We have a unique vocal talent, Anzhelina Shvachka at the National Opera. As Carmen, she displayed not only her overwhelming mezzo soprano, but also a singular dramatic identification. Young lady, if you read this, hear our hip-hip hurrah all the way from Ukraine to wherever you are performing abroad. This country also wants to hear and see you on stage!
T. Khodiakova (soprano), another pupil of the celebrated Yevheniya Myroshychenko, made an excellent debut at the Children’s Music Theater. Her voice is crystal clear and strong and impersonations range from the Red Riding Hood to Pinocchio.
L. Yaremchuk shows a virtuoso impersonation in A. Gerni’s one-act play The Actor. She just sits at the table, wearing glasses and reading letters, yet she makes the audience relive and fully immerse in a long woman’s life, from childhood to youth to maturity to the disintegration of the personality.

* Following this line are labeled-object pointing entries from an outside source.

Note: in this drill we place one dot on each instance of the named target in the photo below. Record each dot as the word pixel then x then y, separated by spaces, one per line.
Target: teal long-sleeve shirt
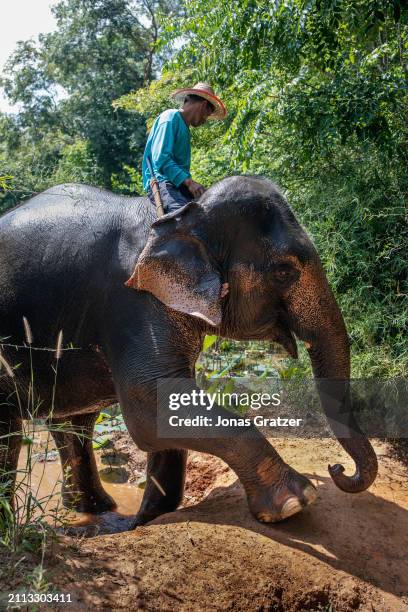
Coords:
pixel 168 147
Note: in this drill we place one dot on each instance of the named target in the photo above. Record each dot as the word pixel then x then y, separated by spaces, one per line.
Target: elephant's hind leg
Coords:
pixel 10 445
pixel 165 484
pixel 81 489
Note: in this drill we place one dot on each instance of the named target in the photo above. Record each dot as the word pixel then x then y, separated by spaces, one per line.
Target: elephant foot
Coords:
pixel 95 503
pixel 272 502
pixel 142 518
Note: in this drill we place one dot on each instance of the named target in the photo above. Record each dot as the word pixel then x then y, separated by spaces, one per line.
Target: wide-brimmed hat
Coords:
pixel 204 91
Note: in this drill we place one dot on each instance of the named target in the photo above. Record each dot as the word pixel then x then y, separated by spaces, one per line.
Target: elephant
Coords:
pixel 134 297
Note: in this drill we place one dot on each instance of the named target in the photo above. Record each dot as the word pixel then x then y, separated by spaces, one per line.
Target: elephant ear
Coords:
pixel 175 267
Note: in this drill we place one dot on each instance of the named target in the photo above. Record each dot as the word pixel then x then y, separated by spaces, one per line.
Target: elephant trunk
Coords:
pixel 336 403
pixel 316 319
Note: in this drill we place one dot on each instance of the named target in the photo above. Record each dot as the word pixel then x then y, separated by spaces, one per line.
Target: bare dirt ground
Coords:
pixel 346 552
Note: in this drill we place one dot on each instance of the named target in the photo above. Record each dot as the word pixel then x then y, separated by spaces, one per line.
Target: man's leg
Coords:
pixel 172 197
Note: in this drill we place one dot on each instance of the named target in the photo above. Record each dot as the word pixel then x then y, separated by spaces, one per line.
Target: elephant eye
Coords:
pixel 284 274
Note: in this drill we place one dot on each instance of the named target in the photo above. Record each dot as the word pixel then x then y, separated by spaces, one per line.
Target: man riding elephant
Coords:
pixel 168 153
pixel 236 263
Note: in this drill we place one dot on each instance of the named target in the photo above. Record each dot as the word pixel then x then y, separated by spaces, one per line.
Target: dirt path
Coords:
pixel 350 552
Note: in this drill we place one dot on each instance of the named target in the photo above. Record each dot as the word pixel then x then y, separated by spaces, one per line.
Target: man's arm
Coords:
pixel 163 157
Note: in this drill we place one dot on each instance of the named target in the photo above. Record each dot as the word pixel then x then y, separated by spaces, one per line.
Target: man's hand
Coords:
pixel 194 188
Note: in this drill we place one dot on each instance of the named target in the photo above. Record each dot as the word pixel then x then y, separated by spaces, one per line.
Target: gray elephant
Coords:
pixel 235 263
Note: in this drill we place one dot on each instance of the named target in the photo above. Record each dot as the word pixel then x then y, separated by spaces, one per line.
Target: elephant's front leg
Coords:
pixel 165 484
pixel 275 491
pixel 81 489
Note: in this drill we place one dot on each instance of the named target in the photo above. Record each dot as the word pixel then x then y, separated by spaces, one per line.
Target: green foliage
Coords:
pixel 317 97
pixel 66 128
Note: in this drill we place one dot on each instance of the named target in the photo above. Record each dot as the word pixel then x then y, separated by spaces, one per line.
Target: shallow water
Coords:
pixel 44 481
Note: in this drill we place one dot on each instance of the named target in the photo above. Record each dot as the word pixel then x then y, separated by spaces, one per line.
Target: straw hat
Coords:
pixel 204 91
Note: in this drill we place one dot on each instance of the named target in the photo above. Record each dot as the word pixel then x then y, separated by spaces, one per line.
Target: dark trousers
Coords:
pixel 172 197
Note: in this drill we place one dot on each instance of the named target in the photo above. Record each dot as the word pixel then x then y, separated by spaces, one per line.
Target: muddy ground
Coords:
pixel 346 552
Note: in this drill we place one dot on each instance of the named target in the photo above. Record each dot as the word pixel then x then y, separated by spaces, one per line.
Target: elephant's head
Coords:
pixel 240 262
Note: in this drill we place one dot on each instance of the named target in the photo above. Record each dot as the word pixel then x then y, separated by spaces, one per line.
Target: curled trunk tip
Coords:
pixel 361 479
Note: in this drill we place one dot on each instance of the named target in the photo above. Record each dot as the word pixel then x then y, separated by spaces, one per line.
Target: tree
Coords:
pixel 65 85
pixel 317 98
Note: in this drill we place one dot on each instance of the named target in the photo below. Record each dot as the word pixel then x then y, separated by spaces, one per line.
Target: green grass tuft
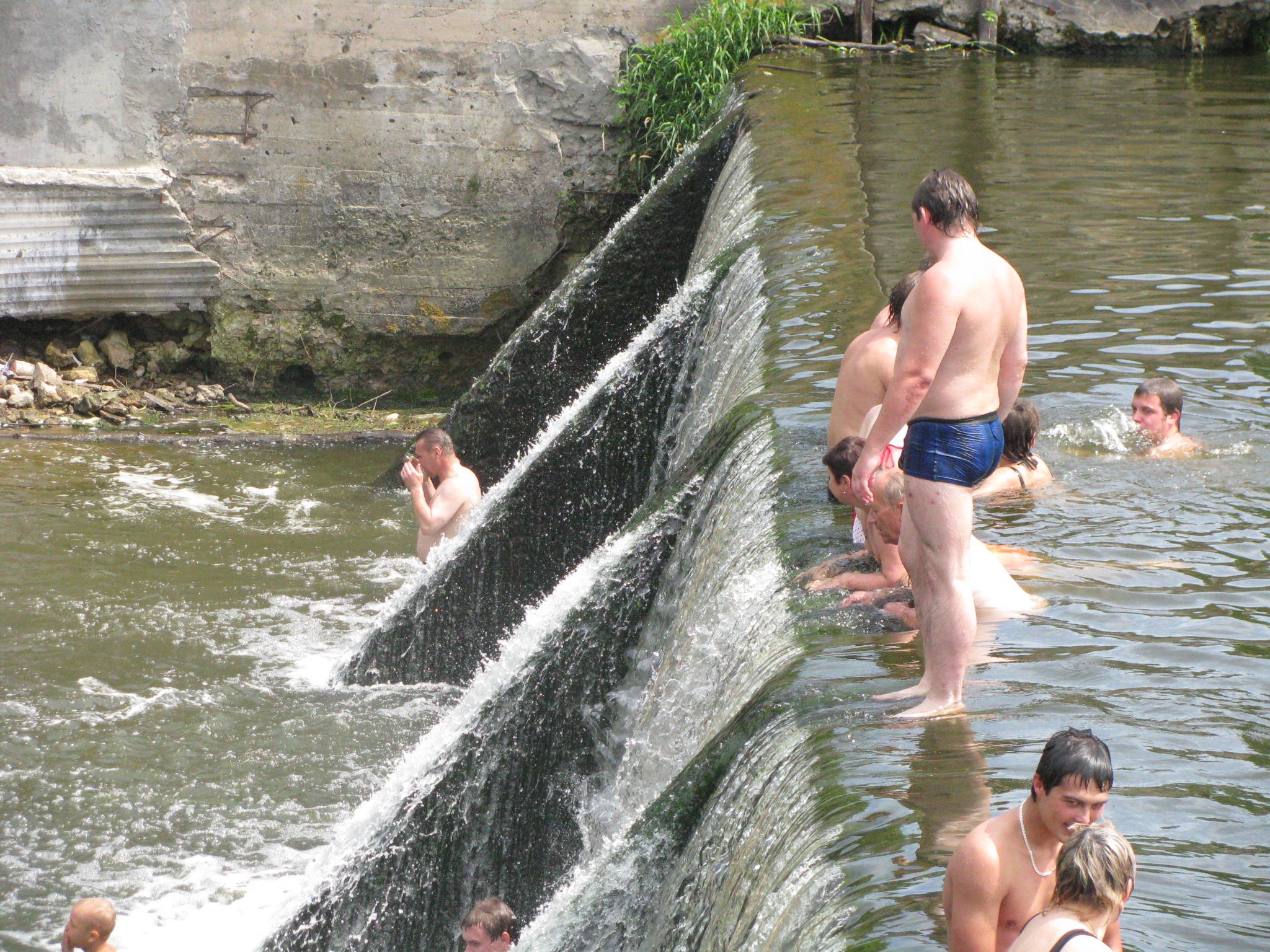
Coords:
pixel 670 89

D. Bohomazov’s new rendition of Sanctus (The Throat), based on E. T. A. Hoffman’s short story, is controversial yet remarkably harmonious, checked in every detail, with very sophisticated musical and psychological paradoxes. Here one sees in the new light the talent of actors O. Batko, O. Bondarenko, D. Lalenkov, et al. Not everyone in the audience can digest the ultramodern theatrical language of this ever-thinking and searching producer. It is important to trust him and let oneself be picked and carried by his emotional, aesthetic wave.
At the Modern Art Center, DAKH plays their musical Looking for Time Lost , starring the folk group, Bozhychi. Live singing, sharing real drinks and food with the audience, folk rites, painfully realistic reading of a dying statement — all this makes you look inside yourself, brings back nostalgic memories and longing for all that time wasted...
And so it appears that the past theatrical year was not that dim at the Kyiv theaters.